How should people cite records in our database? This question was put to me by Matteo Valleriani in anticipation of the publication of the Sphaera database. A question I forwarded to our publication manager Lindy Divarci. Surely there must be a guideline somewhere.

Lindy pointed me to this entry in the Chicago Manual of Style. Following this guideline, people could cite our database records as e.g.

“De la Sfera del Mondo, di Alisandro Piccolomini, divisa in Libri quattro” in Sphaera Database (http://sphaera.mpiwg-berlin.mpg.de/id/item/d4df40f1-2b83-477b-8f25-ecf14cfc2537; accessed December 14, 2017). http://db.sphaera.mpiwg-berlin.mpg.de.

Problem solved! (although I could not find any suggestion on how to do an in-text citation)

But wait.

What are we actually referencing here?

The database we have is RDF based: a linked data resource that does not contain database records in the strict sense. An object based database contains objects that can be addressed. A relational database is made up of tables, of which a row can represent a database record. In our database however we have merely sets of triples that link together to form a graph.

The identifier we use above to reference the database record actually only identifies one entity in a triple.

<http://sphaera.mpiwg-berlin.mpg.de/id/item/d4df40f1-2b83-477b-8f25-ecf14cfc2537> is an URI that, in our case, identifies a physical book. What we’d like to reference is the bibliographic data that surrounds this book and which users can see when they navigate the database: information on the authors, place and date of publication, etc.

In many Linked Data sources this is not a real issue, as an endpoint will typically retrieve all triples where the given URI is used as subject or object, and this delineates a database record.

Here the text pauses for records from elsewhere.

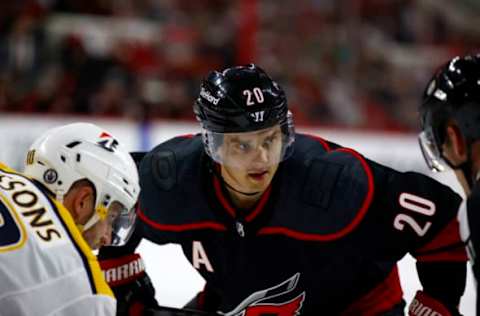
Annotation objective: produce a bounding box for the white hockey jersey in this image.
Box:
[0,164,116,316]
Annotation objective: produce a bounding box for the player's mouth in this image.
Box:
[248,170,268,181]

The URI of a book record resolved in a web browser retrieves the triples and displays a button to access the book record view.
The URI of a book record resolved in a web browser retrieves the triples and displays a button to access the book record view.

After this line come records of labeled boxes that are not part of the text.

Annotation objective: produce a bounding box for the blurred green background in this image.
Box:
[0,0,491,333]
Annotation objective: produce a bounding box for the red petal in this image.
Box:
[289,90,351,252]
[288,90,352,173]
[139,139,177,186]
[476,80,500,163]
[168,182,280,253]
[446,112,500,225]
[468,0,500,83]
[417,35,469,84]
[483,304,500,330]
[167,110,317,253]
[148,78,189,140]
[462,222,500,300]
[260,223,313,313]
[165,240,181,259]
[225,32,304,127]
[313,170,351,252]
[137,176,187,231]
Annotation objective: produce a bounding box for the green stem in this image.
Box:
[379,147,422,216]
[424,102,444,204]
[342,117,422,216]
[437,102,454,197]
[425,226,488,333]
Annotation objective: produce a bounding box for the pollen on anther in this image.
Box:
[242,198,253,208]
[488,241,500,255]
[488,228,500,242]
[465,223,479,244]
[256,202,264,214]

However, in a CIDOC/RDF database such as ours, the entities linking immediately to and from a given URI are usually not enough. Information such as the author of a book is encoded in a branch that is formed by a path that connects multiple entities. Defining boundaries within such a graph that could denote a database record is not a trivial task.

One option would be to not reference individual entities, but Named Graphs. Named Graphs allow sets of triples to be addressed via a unique URI. The problem is that in our case, although we do have named graphs, the data that makes up the bibliographic records does not reside in a single graph, nor can it be represented in this way. An author, for example, may be linked to several books. The information of the author can therefore not be represented in the graph of a book without being duplicated.

So what is the solution? As our URIs do not identify records, but merely atomic entities of a record, they actually do not reference what researchers using the database would want to cite. What they probably want to cite is the database records as they appear in the browser when they navigate the dataset.

It turns out we don’t actually have anything that identifies these records. Which is good news! It means we can assign new identifiers and, while we’re at it, pick ones that are a tad more user friendly and recognisable than our existing URIs.

DOIs are assigned to the book records.
View of a book record with DOI

So tl;dr: we assign DOIs to reference our records. The DOIs resolve to the record view of the book. The URIs of the book entities retrieve the immediate triples and, when resolved in a web browsers, users are presented with a button that allows them to navigate to the record view.

An added value of using DOIs is that it gives us more control over versions of our database records, another non-trivial issue with RDF databases. While our URIs are persistent, the links to and from them may change with future releases of the database. This may result in the data that is being retrieved being different from what researchers saw when they cited the record. By using DOIs, we can assign new identifiers with subsequent releases of the dataset while existing DOIs may still point to earlier versions of the database.